First of all, what is the filter status anyway? The VCF file was likely generated using variant calling software, for example, Freebayes, then post-processed with a number of tools. One task that may well have been performed is filtering, where a set of filters are set (e.g. quality has to be greater than 1, or the depth at the locus has to be greater than 10 etc.) and each variant is tested against these filters. Rather than throwing away variants that fail filters, the usual practice is to tag the variants with the result of the filtering. If the variant passed, it is often tagged with the value 'PASS'. If not, it is sometimes given a value based on the filter it failed, e.g. 'DEPTH<10'. If the variant failed multiple filters, it can have multiple values separated by a comma, e.g. DEPTH<10,QUAL<1. It is very common to see VCF files where passing variants are given the value 'PASS' and failing variants are not tagged at all. When no tag is given, the VCF field that stores the tag, has the value '.' set for the variant and so this is what we see in gene.iobio. Be careful with the '.' tag though, it doesn't mean fail! It just means no tag has been set, so if no filtering was performed on the VCF file, all variants will have the '.' tag. If 'PASS' is present for some variants and another variant has the filter status '.', it means fail only by the absense of 'PASS'!
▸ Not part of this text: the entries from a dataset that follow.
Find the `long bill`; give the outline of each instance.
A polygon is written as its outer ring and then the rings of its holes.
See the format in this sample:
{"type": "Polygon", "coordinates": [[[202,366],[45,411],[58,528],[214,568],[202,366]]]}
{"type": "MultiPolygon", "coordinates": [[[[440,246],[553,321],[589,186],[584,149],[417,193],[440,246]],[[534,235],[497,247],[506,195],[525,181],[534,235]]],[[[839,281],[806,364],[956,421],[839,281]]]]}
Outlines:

As an example, the NA12878 Platinum variant calls for BRCA1 are shown below:
First of all, we can see from the PROBAND variant card that there are 176 loaded variants in this gene, of which only 166 are displayed. The 'VCF Filter status' badge appearing next to these counts indicates that these variants have been removed because of their filter status. If we look in the 'Filter' panel at the left, we can see that there are a number of different tags. At the top is 'PASS' and gene.iobio is, by default, only displaying these variants. The remaining tags, OverlapConflict and SuspiciousHomAlt describe the filters failed by the other variants. If we deselect the 'PASS' variants and select the 'OverlapConflict' variants, we see the variants below:
There are four overlapping deletions and four overlapping SNPs. In filtering this file, the software determined that multiple overlapping variants in a single sample is suspicious and tagged them with the OverlapConflict tag to suggest to us, that we should probably not use these variants, or at least use caution.
By displaying only 'PASS' variants by default, gene.iobio omits these suspicious variants, so we don't waste our time analyzing them. But by giving you the option to display them, you can determine for yourself if you think the variants should be filtered out. But, we recommend you analyze your 'PASS' variants first!